Crónica
Nós portugueses
Bem, após ouvir aquelas quatro palavrinhas – ditas com um sotaque que evidenciava a falta do domínio do português -, imediatamente pensei “como é que alguém que não fala português consegue trabalhar aqui?”, fiquei verdadeiramente estupefacto. A minha perplexidade era de tal ordem que me acompanhou até ao quarto copo de tinto. Quando finalmente tive a mente livre da fermentação do sumo de uva, refleti e concluí o insulto que aquele quarteto de vocábulos era para todos nós portugueses.
O que aquele estabelecimento moderno e sofisticado transparecia era que, na lista de exigências dos seus funcionários, “falar português” vinha hierarquicamente logo a seguir a “saber regar plantas”. No fundo, os funcionários não têm de se preocupar com a língua de Camões porque o rústico cidadão português não tem o glamour indicado para frequentar aquele sítio. E sabem que mais? Por mim, está tudo bem.
Não me interpretem mal, eu gostei muito da experiência e foi um bom bocado que todos passamos ali. Contudo, no mesmo dia, jogava o Porto contra o Sporting e, ao chegar a casa, sentar-me, abrir uma mini e comer uma fatia de pizza, senti-me inexplicavelmente melhor. Não sei se foi da própria cerveja, da comida de plástico ou da sinfonia ao nível do vernáculo, que alegava uma profissão muito específica sobre a mãe do árbitro da partida – uma declamação poética que deixaria D. Afonso Henriques orgulhoso -, no entanto, o ambiente que se gerou a ver a bola fez sobressair o patriota que há em mim.
Ser português é muito isto. É comer muito, é beber demasiado, é rir alto, é explorar os limites da nossa rica língua para o mal, é fazer piadas sem graça, enfim, um vasto leque de qualidades socialmente embaraçosas. E compreendo que estes critérios não se encaixem nos vossos preciosos e refinados cultos de degustação, e é por isso que se inventaram as “tascas”.
“Saudade” é o único léxico da língua portuguesa que é intraduzível, porém a definição de “tasca” é uma que não é particularmente fácil, é algo bastante lato. A tasca é um lugar onde nós, os javardos, nos sentimos em casa. Onde há sempre conversa entre mesas, algo para petiscar e refrescar a boca, onde nem tudo é perfeito, mas a aura positiva e alegre que impera faz com que qualquer defeito existente seja visto de um ângulo diferente. O que seria, por exemplo, caro leitor, entrar num estabelecimento que se autodenomine de tasca e que não possua a icónica “mesa coxa”. E caso algum de vocês, ilustres multiscientes, quiser algum dia juntar-se a nós terá sempre uma cadeira onde se sentar.
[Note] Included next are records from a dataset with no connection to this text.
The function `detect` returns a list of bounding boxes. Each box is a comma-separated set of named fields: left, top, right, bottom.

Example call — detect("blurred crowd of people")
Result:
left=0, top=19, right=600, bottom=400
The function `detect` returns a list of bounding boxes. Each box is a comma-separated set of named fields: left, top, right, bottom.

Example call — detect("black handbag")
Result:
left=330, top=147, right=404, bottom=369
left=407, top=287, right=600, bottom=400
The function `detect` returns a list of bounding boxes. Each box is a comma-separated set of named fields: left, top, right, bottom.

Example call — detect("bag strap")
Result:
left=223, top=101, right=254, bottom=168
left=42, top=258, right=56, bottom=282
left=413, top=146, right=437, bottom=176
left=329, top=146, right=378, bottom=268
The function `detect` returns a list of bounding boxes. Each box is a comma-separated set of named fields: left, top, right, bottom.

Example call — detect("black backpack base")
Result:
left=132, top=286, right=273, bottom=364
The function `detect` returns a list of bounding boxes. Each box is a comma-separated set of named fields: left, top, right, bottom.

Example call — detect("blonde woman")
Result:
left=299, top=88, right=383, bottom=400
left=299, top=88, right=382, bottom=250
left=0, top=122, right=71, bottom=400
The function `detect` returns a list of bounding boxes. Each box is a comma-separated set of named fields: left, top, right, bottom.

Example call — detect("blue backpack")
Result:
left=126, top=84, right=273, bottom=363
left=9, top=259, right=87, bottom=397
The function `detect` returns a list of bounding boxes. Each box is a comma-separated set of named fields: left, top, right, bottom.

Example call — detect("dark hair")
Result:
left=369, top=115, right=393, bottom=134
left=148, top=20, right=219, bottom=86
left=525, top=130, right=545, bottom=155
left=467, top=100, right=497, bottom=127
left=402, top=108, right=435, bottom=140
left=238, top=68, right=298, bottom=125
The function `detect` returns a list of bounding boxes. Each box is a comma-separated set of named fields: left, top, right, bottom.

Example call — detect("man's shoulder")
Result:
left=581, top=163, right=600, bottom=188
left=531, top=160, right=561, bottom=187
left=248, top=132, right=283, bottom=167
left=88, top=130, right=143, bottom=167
Porque mesmo tendo todos estes defeitos, haverá algo que sempre caracterizou o cidadão português e sempre o há de caracterizar: a sua simpatia.
O português sabe receber, ajuda e dá uma mão amiga sempre que puder. A “tasca” de um português é a rua, é o café, é um museu, é um concerto, é, basicamente, um lugar onde haja pessoas. Pois a felicidade e vontade de se interligar com os cidadãos de todo este mundo existe sempre que um de nós, descendentes de Garrett, de Pessoa e de Amália, esteja vivo. O cidadão português quer espalhar e ampliar o seu conhecimento, partilhar a sua história, a sua cultura e ouvir a do seu vizinho. Isto é o que é verdadeiramente ser português. Usar esta dádiva que é a palavra para comunicar com os restantes cidadãos deste mundo. Ser português é dar uso à palavra, reconhecer o seu valor e preservar a sua importância. E não há melhor mês do que Abril para o relembrar.
Um português encontra em cada esquina um amigo, em cada rosto igualdade. São princípios inerentes a nós próprios e é por isso que sou orgulhosamente português.
E é também por isso que quando nos quisermos juntar a vocês, e às vossas refinadas atividades, nós adaptamo-nos. Falamos italiano no Porto, francês em Lisboa e inglês no Algarve, para nós é igual. O que importa é que haja alegria, e já agora Casal Garcia também ajudava.
Na realidade, este texto é apenas uma pequena irritação sem nexo porque ser português também é muito reclamar por tudo e por nada, aliás desconfio que foi esse o motivo para o Otávio ser convocado para a seleção. Por isso, espero genuinamente que o estabelecimento a que fui tenha o maior dos sucessos, e que a menina que nos atendeu seja funcionária do mês por 4 anos seguidos – até aprender português e ser despedida. Este texto é o meu tributo a um país em que genuinamente gosto de viver. Podemos ter os nossos defeitos, mas, no geral, somos gajos porreiros.